The dynamic between the two is not what I expected it to be, and was the first mild letdown. Anna Gunn is frustrated with losing the job she thought she had to this new guy, and he is a brash jerk who doesn’t care about feelings, niceties, etc. I expected there to be more clashing between them, but Anna kind of just rolls over for him after token protest, obeying his every command. Maybe a small thing, but I expected more sparks to fly, and her to be more forceful and give more push-back and maybe be right more often.

The mystery itself was good for most of the show, I suspected many different people throughout. The acting I thought was mostly good, and the writing was very good. David Tennant I thought could have done better, the character didn’t seem very interesting or deep and felt sort of one dimensional ‘tough guy with a good heart’ role. I didn’t detect much of his own flavor added to it.

I felt that the ending of this series fell short for a few reasons:


So, I know it’s good to be surprised by the badguy, but I felt that this one was just too far out of left field to be enjoyable. Yes, all the clues were there for the crime, but none for the criminal.

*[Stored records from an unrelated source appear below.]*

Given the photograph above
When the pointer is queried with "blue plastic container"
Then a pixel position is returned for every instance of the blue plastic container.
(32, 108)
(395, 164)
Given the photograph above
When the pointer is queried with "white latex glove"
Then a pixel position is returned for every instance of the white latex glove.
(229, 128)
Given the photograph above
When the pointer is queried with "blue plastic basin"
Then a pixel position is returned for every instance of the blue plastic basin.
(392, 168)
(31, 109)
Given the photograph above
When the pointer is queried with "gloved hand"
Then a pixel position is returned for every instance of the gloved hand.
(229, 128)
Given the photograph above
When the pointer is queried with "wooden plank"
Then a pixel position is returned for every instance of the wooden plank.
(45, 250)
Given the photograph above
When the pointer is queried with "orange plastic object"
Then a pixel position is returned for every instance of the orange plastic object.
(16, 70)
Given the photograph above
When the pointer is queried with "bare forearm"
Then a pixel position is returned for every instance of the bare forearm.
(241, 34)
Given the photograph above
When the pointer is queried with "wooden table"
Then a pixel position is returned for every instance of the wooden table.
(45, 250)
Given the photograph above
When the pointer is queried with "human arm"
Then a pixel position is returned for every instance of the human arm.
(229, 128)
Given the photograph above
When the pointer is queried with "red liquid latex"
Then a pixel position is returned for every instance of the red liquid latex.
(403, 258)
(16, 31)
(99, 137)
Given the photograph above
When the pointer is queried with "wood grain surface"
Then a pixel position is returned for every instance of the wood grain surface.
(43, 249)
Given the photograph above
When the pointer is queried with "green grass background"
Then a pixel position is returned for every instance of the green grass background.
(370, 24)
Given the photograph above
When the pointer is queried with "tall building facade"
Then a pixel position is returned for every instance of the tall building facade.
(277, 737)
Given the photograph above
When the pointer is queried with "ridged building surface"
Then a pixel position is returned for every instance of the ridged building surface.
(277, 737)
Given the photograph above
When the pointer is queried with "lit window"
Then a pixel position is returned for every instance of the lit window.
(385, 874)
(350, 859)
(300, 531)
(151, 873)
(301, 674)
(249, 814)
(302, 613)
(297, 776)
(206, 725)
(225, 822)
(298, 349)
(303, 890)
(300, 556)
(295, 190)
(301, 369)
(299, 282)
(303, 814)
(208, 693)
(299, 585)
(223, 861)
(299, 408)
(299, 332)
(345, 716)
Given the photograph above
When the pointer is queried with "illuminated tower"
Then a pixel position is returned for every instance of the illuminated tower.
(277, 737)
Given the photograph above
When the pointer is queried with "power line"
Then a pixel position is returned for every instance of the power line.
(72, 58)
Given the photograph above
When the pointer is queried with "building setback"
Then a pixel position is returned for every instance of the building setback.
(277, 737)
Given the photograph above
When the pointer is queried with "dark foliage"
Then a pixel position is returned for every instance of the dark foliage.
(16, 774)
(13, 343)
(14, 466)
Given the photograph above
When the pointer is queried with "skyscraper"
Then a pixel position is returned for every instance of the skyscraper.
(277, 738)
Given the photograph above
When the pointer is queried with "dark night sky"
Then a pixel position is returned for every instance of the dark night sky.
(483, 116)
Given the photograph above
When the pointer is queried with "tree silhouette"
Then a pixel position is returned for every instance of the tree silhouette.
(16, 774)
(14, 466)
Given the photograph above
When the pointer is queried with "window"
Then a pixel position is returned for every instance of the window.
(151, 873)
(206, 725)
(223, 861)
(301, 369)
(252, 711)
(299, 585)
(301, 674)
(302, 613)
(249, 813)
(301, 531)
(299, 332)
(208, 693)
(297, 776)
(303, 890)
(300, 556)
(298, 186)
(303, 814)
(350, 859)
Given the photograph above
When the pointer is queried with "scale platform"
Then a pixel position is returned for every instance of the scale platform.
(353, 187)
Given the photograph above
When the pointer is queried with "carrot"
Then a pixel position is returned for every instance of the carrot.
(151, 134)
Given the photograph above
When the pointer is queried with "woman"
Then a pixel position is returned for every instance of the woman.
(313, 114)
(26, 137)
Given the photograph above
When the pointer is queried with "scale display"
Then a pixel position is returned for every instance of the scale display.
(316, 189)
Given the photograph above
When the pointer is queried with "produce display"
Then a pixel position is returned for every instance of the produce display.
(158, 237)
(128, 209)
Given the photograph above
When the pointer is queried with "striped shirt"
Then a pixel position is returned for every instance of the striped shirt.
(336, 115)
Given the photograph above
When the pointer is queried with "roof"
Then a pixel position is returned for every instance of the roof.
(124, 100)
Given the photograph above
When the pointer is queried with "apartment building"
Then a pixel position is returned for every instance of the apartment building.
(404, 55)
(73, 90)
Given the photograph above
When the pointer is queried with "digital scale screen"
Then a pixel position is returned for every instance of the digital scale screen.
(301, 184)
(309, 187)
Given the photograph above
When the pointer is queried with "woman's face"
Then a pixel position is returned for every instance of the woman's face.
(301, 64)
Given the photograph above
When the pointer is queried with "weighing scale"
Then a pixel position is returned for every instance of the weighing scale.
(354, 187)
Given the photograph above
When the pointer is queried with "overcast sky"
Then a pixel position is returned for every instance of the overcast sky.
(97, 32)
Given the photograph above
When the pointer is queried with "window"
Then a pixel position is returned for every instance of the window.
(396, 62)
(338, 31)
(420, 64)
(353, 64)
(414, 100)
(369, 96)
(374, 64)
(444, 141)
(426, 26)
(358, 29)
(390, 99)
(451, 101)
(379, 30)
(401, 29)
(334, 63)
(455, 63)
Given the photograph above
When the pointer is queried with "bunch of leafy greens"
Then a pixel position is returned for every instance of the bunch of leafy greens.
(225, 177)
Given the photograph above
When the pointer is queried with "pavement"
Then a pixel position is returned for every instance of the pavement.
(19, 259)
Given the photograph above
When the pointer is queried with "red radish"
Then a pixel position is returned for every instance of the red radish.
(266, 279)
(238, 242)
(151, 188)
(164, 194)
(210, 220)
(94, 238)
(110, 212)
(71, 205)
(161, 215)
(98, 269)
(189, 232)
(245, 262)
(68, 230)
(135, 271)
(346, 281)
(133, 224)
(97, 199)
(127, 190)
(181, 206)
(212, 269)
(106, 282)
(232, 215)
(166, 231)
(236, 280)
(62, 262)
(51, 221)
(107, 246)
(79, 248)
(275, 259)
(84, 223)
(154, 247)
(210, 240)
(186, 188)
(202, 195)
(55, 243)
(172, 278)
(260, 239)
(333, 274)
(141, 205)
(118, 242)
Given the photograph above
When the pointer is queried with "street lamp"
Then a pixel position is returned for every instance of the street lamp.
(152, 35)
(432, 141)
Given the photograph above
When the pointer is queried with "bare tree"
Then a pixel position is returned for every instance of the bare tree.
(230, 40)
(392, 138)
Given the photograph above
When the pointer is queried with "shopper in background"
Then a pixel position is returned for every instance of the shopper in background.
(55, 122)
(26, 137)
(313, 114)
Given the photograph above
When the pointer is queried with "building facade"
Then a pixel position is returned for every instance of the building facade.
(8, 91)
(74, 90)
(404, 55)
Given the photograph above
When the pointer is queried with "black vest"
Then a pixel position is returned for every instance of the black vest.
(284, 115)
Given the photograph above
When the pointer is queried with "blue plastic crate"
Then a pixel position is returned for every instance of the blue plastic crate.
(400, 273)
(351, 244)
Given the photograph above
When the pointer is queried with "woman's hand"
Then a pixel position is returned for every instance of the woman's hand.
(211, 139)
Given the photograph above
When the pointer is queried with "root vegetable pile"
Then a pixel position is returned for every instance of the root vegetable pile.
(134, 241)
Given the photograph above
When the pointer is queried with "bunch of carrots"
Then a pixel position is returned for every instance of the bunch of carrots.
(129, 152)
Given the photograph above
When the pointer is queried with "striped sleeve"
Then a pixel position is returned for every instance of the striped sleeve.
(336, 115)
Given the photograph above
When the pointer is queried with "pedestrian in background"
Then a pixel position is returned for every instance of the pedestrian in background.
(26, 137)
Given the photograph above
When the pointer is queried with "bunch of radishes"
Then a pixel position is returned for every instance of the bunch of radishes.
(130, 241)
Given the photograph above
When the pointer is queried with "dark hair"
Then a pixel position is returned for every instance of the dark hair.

We get the hint from Ruth about not knowing her spouse was an abuser and killer, we get the hint of pedophilia from Jack, we get the hint of Tom knowing something from various places. But there was no hint that I noticed, in his actions or otherwise, that Joe had anything to do with it. So the ending was kind of just… ‘what? Oh.. okay… I guess’ and not very satisfying.


The build-up, though, was very good and enjoyable and, I think, worth the time to watch, especially if you’re a fan of either of the leads.

The structure of this show reminded me somewhat of The Killing, though it wasn’t as good as that one, I don’t think (though I’ve only seen season 1 of that show).

I’d recommend this show to any murder mystery/ crime show fans, or any fans of Anna Gunn or David Tennant. Enjoyable, but not stellar.